- Date: December 31, 1987
- Season: 1987
- Stadium: Astrodome
- Location: Houston, Texas
- MVP: Tony Jones Offensive
- Referee: Jimmy Harper (SEC)
- Attendance: 33,122

United States TV coverage
- Network: Mizlou Television Network
- Announcers: Steve Grad and Ed Biles

= 1987 Astro-Bluebonnet Bowl =

The 1987 Astro-Bluebonnet Bowl was a college football postseason bowl game between the Texas Longhorns and the Pittsburgh Panthers. The game was played in the Astrodome in Houston, Texas on December 31, 1987, and was the twenty-ninth edition of the bowl which had been played in Houston since 1959. Texas won the game 32-27.

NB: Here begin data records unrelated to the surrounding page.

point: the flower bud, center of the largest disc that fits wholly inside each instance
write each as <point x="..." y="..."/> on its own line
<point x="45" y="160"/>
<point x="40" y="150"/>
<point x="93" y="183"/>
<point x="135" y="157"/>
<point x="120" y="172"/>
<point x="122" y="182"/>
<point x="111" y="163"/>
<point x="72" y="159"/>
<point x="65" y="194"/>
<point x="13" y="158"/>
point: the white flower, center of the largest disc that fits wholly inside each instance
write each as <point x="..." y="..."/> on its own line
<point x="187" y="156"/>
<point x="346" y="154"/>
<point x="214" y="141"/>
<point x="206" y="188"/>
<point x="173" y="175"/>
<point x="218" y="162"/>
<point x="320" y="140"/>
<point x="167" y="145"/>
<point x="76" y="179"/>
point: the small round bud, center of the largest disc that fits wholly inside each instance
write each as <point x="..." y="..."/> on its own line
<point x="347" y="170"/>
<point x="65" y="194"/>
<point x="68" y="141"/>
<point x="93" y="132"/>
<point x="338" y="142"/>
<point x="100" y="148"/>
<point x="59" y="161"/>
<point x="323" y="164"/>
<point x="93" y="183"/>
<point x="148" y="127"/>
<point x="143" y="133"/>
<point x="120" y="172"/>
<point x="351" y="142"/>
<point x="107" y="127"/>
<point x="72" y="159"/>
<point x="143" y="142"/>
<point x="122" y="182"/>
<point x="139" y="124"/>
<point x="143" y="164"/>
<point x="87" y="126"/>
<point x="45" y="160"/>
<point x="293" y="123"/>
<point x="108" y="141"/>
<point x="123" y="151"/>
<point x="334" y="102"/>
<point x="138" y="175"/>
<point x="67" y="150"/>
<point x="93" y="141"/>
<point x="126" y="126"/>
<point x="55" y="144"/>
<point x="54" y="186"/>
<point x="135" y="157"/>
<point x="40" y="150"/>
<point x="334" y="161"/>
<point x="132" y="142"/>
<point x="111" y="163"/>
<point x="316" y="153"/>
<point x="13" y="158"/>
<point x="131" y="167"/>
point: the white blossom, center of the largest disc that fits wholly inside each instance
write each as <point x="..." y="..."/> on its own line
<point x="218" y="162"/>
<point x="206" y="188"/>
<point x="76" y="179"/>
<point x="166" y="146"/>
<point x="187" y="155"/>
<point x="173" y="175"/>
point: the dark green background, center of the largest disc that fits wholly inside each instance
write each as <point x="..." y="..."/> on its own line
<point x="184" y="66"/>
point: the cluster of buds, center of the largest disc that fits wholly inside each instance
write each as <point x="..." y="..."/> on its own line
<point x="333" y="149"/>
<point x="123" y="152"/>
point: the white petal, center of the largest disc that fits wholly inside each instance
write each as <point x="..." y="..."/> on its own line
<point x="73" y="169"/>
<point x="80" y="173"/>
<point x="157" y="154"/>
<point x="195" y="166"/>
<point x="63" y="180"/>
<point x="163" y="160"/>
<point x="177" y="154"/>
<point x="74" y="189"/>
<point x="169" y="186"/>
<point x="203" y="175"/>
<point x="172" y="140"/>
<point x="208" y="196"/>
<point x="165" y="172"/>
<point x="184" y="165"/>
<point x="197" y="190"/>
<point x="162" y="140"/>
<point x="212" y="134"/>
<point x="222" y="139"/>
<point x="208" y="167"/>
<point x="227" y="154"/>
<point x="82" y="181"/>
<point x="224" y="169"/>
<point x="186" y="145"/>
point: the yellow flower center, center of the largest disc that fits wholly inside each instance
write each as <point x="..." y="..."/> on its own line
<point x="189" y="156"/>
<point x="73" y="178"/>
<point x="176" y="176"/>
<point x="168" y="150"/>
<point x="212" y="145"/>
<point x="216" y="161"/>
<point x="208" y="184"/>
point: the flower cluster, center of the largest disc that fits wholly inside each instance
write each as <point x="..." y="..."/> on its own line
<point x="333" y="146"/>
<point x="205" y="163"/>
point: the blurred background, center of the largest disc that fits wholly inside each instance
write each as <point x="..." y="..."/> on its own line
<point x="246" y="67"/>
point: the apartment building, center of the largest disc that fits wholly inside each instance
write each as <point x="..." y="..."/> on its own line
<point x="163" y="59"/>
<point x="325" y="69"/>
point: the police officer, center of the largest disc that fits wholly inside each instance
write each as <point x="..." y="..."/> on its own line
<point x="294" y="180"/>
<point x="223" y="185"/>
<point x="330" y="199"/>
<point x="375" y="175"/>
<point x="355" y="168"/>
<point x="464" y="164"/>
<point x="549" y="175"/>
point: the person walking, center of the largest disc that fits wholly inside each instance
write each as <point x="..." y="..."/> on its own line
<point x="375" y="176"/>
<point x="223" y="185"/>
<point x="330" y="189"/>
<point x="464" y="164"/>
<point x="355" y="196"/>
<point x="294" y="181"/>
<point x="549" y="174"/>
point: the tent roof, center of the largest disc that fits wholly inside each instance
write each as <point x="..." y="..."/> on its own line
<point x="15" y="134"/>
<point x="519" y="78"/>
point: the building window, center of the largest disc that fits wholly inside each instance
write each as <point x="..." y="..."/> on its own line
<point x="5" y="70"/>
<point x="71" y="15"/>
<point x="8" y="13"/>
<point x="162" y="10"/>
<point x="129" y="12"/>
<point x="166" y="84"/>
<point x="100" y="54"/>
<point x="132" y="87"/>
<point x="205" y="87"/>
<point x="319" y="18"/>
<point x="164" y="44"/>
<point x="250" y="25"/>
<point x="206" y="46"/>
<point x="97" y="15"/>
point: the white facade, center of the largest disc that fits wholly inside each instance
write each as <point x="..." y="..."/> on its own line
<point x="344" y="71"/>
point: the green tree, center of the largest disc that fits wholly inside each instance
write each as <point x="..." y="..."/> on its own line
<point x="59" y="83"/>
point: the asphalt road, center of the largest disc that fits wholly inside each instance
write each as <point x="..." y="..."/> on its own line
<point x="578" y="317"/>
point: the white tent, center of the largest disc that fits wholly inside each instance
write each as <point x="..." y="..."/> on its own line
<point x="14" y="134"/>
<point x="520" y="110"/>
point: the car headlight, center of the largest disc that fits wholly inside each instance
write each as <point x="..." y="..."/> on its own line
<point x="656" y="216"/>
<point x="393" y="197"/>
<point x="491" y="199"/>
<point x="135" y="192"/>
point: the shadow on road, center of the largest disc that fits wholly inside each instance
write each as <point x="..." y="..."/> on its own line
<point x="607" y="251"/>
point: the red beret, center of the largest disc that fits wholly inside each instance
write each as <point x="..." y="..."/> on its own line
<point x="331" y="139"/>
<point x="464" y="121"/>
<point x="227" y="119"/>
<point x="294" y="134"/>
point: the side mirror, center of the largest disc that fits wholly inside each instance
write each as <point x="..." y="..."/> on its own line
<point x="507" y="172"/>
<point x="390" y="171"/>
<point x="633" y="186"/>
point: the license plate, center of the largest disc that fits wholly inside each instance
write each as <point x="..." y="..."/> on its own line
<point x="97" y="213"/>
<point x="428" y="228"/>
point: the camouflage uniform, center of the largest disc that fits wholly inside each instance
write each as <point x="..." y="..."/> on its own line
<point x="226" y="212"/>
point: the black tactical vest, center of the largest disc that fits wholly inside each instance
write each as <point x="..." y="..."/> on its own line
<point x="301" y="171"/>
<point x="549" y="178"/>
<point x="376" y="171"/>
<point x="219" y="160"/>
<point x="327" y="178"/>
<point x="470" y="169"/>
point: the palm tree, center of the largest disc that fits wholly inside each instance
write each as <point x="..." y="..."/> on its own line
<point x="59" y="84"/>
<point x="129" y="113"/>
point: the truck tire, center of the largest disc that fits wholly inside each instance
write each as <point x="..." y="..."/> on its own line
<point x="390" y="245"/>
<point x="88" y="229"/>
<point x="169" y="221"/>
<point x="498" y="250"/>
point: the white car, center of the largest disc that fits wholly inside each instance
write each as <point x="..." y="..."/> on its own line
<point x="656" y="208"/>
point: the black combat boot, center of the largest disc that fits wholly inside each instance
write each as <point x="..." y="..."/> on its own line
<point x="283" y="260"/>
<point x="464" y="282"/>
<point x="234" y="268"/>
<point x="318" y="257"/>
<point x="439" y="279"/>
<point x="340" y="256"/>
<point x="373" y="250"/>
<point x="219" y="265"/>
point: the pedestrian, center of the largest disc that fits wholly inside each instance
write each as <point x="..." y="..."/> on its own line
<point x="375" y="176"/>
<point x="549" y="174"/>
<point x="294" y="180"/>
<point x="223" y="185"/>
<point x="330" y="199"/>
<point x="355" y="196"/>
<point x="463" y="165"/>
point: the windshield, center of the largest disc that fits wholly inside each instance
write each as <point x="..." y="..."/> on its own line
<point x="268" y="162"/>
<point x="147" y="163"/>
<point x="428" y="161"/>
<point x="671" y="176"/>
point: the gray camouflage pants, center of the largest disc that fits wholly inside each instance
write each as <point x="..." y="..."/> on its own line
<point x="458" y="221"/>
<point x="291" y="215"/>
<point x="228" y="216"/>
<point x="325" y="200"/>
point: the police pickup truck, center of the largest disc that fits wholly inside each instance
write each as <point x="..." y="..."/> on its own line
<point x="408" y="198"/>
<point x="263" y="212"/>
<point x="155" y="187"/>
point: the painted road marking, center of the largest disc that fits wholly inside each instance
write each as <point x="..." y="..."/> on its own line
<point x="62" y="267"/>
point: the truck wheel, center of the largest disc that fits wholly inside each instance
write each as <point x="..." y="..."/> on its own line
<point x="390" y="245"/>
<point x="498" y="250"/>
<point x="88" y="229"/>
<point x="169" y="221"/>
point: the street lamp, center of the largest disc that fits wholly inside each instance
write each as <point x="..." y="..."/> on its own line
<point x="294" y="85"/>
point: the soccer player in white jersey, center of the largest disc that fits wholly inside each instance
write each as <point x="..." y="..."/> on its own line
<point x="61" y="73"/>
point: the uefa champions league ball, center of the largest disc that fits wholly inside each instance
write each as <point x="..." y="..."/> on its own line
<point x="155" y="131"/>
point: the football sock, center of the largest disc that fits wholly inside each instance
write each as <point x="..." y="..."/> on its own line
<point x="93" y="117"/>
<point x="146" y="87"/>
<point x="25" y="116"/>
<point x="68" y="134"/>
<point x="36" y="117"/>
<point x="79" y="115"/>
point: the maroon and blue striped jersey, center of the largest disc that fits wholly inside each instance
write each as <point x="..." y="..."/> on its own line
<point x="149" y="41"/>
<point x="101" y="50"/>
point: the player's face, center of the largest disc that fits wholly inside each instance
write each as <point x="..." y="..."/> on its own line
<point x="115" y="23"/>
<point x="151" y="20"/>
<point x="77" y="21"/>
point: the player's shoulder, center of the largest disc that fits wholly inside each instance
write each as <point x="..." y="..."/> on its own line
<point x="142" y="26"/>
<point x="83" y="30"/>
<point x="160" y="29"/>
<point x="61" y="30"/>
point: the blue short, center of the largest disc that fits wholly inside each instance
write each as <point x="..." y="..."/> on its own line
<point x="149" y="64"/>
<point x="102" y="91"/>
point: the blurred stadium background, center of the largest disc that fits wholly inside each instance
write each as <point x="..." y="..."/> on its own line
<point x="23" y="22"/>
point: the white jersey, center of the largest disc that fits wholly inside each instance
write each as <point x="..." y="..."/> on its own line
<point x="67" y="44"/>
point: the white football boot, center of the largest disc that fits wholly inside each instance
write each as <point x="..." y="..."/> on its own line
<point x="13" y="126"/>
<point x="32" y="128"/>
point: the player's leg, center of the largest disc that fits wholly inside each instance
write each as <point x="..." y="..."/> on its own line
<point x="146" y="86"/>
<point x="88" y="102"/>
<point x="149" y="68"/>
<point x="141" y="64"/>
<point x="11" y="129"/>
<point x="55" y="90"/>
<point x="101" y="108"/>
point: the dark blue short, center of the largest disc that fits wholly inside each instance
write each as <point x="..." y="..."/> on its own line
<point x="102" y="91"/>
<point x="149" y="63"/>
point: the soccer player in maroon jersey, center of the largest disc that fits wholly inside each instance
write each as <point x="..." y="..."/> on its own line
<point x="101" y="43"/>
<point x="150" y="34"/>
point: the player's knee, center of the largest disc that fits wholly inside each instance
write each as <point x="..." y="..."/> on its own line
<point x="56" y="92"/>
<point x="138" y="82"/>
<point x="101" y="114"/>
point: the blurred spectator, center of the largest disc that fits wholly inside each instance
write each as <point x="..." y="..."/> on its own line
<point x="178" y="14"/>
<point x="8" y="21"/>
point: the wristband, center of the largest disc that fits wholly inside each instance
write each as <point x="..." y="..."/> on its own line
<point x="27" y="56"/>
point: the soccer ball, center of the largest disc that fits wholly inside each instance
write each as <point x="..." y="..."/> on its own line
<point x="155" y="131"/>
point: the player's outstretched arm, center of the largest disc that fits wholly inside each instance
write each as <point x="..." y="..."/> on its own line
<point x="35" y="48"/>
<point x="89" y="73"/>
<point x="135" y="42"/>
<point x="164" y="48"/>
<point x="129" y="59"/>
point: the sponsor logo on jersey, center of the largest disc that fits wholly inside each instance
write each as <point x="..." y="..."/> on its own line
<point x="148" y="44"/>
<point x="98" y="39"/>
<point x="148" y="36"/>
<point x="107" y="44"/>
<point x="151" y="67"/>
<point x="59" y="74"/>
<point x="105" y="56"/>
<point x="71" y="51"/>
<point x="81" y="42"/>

This edition of the Bluebonnet Bowl, which added "Astro" to its title every year it was played in the Astrodome, proved to be its last.

==Background==
The Longhorns finished tied for second in the Southwest Conference with Arkansas, who played in the Liberty Bowl that year. This was Texas' sixth Bluebonnet Bowl. Pittsburgh was an Independent in their first bowl game since 1984. This was Pittsburgh's only Bluebonnet Bowl.

==Game summary==
Bret Stafford connected with Tony Jones for a 77-yard touchdown on the first play from scrimmage to give the Longhorns a 7-0 lead. Pittsburgh started off their retaliation well, when Billy Owens returned the kickoff 45 yards. Billy Osborn then Reggie Williams for 45 yards, and lastly Craig Heyward tied the score with a four-yard run. But six plays later, the Longhorns took the lead again with a Stafford pass to Tony Jones on a short pass that evolved into a 60-yard touchdown to make it 14-7. The Longhorns added a field goal to make it 17-7 at halftime. Texas was outscored 20-15 in the second half after three touchdowns by Wanke, the Pittsburgh quarterback, with two late in the fourth quarter that cut the Longhorns’ lead to five, though they could not score after that as the Longhorns won the final Bluebonnet Bowl. Brett Stafford finished with 364 yards, including 202 in the first quarter, setting the record for most passing yards in a Bluebonnet Bowl. Jones set records for receiving yards and longest reception.

==Aftermath==
Bluebonnet Bowl organizers had intended to keep the game going and scheduled the 1988 game for December 31. However, on October 13 of that year, the officials for the bowl announced that the 1988 game would not be played. Citing low funding and a lack of a corporate sponsor (by 1988, most of the yearly bowls were carrying some form of sponsorship), the initial idea was to take the 1988 season off and return in 1989. This, however, never would materialize and the 1987 game would stand as the last.